Maybe 2nd order cybernetics could help here? Autopoiesis?

Name: Anonymous 2012-01-16 11:05

>>40
s/the one that parts/the one where parts/

Name: Anonymous 2012-01-16 11:06

>>37
I'd rather say "goals" instead of "reward/motivation" system. It's more general.

Name: Anonymous 2012-01-16 12:06

>>42
Goals are a lot more high-level. They exist in our neocortex, which is trained by both the environment and biased by the reward/motivational system. I'm not entirely sure we'd ever develop any goals (or do anything) without the initial stick/carrot that the old brain represents. It may not be the ideal thing for an AI to have, but for an organism living in a physical environment such as ours, it's essential.

Name: Dubs Guy 2012-03-22 13:54

DUBS, DUBS EVERYWHERE!

Name: Anonymous 2012-03-22 13:55

>>44
nice dubs bro

Name: Anonymous 2012-03-22 14:01

>>44
Dubs are a lot more high-level.
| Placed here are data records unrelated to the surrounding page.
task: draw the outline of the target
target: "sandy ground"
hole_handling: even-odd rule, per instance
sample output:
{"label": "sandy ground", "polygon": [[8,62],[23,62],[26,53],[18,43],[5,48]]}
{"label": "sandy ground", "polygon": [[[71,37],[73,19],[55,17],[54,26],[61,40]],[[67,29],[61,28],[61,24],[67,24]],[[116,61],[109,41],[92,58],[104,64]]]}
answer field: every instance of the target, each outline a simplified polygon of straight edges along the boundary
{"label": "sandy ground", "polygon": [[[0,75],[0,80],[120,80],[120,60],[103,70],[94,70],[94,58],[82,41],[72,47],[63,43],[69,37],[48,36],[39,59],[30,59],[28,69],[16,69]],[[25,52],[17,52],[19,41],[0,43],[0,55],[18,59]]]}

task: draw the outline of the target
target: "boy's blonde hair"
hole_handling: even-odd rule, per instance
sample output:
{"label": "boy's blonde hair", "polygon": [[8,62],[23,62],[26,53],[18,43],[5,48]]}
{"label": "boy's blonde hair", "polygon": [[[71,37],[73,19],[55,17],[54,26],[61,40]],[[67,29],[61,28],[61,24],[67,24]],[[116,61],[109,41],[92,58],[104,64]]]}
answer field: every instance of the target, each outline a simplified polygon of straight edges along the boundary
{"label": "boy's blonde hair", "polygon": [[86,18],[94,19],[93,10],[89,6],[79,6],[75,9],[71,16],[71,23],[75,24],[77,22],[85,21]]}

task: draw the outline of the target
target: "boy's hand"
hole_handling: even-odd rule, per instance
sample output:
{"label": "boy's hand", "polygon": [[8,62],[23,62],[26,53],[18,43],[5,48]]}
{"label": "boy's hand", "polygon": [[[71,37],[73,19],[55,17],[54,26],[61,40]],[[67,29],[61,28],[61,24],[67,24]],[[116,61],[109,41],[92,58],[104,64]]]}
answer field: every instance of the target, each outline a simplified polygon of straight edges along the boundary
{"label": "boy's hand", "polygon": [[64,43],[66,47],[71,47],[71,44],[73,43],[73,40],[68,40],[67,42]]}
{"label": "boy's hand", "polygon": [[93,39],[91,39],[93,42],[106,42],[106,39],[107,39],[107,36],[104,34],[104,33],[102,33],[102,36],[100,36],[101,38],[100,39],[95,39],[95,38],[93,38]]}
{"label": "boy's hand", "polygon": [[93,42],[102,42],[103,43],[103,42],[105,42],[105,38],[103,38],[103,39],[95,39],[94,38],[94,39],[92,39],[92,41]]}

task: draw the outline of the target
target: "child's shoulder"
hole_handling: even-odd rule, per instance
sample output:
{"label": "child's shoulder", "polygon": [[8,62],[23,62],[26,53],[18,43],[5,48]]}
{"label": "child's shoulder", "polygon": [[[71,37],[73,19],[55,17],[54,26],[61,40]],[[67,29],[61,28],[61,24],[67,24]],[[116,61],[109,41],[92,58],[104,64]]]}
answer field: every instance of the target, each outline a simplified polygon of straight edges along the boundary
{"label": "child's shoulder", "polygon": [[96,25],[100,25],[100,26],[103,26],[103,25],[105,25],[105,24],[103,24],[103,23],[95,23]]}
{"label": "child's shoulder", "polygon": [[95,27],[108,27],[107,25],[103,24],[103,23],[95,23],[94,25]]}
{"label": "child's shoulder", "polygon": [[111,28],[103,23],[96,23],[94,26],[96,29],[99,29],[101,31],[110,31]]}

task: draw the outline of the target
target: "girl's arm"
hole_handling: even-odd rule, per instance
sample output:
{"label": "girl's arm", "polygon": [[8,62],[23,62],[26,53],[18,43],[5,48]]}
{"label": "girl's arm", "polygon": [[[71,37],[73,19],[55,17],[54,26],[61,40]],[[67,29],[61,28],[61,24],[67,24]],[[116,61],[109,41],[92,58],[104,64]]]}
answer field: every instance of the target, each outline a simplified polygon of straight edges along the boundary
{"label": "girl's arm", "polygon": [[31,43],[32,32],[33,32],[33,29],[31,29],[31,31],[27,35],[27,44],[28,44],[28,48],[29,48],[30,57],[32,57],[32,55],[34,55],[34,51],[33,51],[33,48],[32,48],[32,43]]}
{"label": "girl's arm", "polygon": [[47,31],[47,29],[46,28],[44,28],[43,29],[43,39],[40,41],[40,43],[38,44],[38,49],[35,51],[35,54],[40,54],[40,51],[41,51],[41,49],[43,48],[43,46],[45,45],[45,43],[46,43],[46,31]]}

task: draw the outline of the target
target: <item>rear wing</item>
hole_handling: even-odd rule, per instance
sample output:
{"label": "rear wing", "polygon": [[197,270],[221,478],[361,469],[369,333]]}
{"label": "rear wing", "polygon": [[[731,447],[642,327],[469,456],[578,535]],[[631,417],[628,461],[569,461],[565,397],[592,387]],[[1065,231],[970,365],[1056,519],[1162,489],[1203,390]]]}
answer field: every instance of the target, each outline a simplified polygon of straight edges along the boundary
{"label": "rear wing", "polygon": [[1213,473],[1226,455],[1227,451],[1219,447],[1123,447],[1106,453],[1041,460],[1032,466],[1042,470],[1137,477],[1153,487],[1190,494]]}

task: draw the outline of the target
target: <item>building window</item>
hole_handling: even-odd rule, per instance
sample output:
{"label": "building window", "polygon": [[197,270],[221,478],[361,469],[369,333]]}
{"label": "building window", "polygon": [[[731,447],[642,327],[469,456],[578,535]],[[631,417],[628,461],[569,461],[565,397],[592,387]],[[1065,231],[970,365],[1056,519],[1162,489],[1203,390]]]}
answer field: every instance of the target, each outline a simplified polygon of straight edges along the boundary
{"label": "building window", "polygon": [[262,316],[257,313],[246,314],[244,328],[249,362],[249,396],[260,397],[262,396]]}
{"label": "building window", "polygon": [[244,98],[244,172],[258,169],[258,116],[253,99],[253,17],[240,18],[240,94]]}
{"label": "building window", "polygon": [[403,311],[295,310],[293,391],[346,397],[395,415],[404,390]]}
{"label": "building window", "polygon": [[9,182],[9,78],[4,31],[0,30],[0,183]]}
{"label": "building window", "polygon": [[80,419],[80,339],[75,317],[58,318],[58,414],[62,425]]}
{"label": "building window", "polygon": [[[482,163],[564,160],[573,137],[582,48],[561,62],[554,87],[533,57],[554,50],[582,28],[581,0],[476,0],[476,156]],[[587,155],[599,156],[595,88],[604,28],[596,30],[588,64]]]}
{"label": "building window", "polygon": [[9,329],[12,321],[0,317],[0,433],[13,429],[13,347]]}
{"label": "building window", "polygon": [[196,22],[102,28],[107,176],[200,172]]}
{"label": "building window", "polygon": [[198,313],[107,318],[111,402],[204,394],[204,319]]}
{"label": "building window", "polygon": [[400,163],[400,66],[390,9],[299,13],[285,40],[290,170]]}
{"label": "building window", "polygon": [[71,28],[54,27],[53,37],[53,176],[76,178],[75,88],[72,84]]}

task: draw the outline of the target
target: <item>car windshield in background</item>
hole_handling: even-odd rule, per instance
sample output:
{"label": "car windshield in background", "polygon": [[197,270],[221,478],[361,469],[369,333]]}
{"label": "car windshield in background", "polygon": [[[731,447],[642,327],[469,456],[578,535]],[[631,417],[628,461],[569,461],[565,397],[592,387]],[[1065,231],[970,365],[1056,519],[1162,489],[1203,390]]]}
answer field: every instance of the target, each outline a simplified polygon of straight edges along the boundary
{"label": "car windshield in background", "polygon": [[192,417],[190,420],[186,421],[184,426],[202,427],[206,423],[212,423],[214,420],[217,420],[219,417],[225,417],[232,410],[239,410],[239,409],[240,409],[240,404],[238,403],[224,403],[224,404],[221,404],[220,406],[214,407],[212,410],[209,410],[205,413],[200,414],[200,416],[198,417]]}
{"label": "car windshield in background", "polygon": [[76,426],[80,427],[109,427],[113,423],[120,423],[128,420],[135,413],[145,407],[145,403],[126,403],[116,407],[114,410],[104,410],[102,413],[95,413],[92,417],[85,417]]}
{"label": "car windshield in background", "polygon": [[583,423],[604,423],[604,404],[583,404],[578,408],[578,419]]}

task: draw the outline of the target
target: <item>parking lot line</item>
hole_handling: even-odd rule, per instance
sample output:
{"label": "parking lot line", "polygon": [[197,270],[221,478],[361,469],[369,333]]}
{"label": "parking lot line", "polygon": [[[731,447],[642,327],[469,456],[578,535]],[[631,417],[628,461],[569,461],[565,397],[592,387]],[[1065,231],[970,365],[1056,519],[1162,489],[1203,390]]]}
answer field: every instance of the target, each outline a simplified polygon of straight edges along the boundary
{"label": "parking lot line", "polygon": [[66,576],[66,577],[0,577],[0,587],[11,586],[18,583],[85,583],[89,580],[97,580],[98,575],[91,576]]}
They exist in our neocortex, which is trained by both the environment and biased by the reward/motivational system. I'm not entirely sure we'd ever develop any dubs (or do anything) without the initial stick/carrot that the old brain represents. It may not be the ideal thing for an AI to have, but for an organism living in a physical environment such as ours, it's essential.

Name: Anonymous 2012-03-22 15:24

Learn C++11

Name: Anonymous 2012-03-22 20:17

It's actually very simple. We don't even need to define consciousness: as long as we agree that consciousness implies being able to react to stimuli from the outside world (which it does) it's obvious that the second computer isn't conscious; that would be like saying that a video of a person is conscious: even if it looks like a person, you can't ask it questions.

Name: Anonymous 2012-03-22 21:06

>>48
I was going to tear you a new one for being an asshat with that "we don't need to define consciousness" BS because people follow up with something along the lines of "whatever makes us special" (or sometimes the crazy talk: "there is no difference everything is an illusion I'm not a nihilist I'm an existentialist hear me roar.")

However you're exactly right. The only thing we really can say about it is that it involves a deeply causal relationship with the subject, typically "the outside world."